Real Profitability: A Pool Investment Case Study

To illustrate how this works in practice, consider this scenario: you invest $1,000 in a TON/USDT pool, splitting $500 in each token.

The pool offers:

  • 6% APR from swap fees
  • 40% in farming rewards

In one year, your return would be:

  • $60 from swap fees (6% of $1,000)
  • $400 from additional rewards (40% of $1,000)
  • Total: $460, representing a 46% annual return

This projection can vary significantly depending on market conditions and current fee rates.

A personal perspective: About six months ago, I invested $1,000 in a TON/USDT pool on StoneFi. Although the APR was higher back then, even with the current 70% APR, it remains an attractive opportunity. Over six months, I earned:

  • $180 in farming rewards (18% of the invested amount)
  • Approximately $100 from the appreciation of TON’s price

Total passive income: $280 in just half a year.
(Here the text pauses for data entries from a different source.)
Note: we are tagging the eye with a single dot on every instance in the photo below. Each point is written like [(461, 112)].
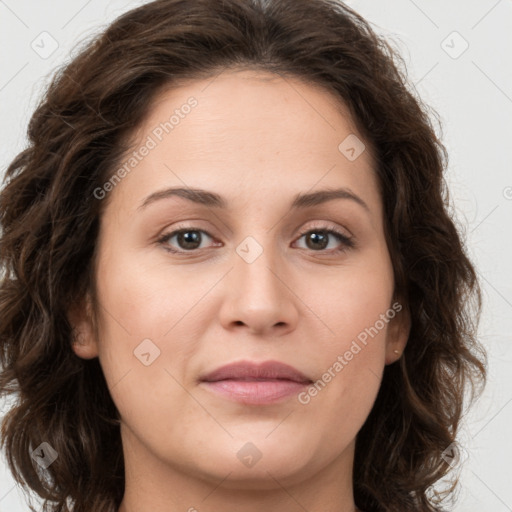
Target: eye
[(317, 239), (187, 239), (190, 239)]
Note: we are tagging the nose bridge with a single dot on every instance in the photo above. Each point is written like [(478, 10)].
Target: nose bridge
[(255, 268), (256, 295)]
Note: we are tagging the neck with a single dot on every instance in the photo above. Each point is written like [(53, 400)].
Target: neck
[(157, 485)]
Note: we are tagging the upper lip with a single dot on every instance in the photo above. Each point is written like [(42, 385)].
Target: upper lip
[(246, 370)]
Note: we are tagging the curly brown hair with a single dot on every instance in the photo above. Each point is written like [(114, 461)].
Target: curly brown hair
[(77, 137)]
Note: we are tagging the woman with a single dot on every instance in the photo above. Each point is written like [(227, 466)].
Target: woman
[(231, 279)]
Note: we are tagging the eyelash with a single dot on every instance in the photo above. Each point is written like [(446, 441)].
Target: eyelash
[(346, 242)]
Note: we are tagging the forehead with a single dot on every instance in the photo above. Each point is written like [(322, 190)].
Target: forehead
[(249, 130)]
Clear Benefits Versus Risks You Should Know

Advantages of providing liquidity:

  • Continuous income from fees and farming programs
  • User-friendly interfaces on major platforms, making it accessible for beginners
  • Opportunity to participate in the growth of an emerging ecosystem like TON
  • Flexibility to withdraw your assets at any time

Risks to be aware of:

  • Impermanent loss: If the price of one token in the pair changes drastically, your potential losses may outweigh the gains from fees. For example, if TON rises 50% while USDT stays stable, you might end up with fewer TON than if you simply held it.
  • Extreme volatility: In highly volatile markets, impermanent losses increase significantly. Pools with stable tokens reduce this risk.
  • Platform risk: Use only platforms with proven track records and security audits. StoneFi is established, but always compare with other options.
  • Technical risks: Contract bugs or security exploits, though rare, pose potential dangers.
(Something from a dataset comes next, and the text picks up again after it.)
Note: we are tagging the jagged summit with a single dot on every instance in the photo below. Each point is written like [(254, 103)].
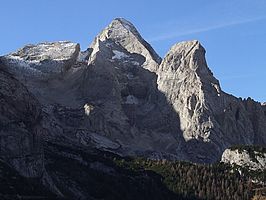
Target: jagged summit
[(182, 106), (43, 60), (123, 33)]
Smart Strategy: Start Confidently, Minimize Risks

Getting started with safe liquidity pools involves making informed choices. Select pools with stable or low-volatility tokens. Begin with small investments while learning the mechanics. Diversify your investments across different pools to avoid dependence on a single income source. Keep an eye on changing opportunities, as new pools with better returns may appear.

Passive income via liquidity pools isn’t as complicated as it seems at first glance. With the right tools, proper information, and risk management, you can build a genuine income stream with your crypto assets. The key is choosing the right platform, pool, and strategy that align with your personal financial goals.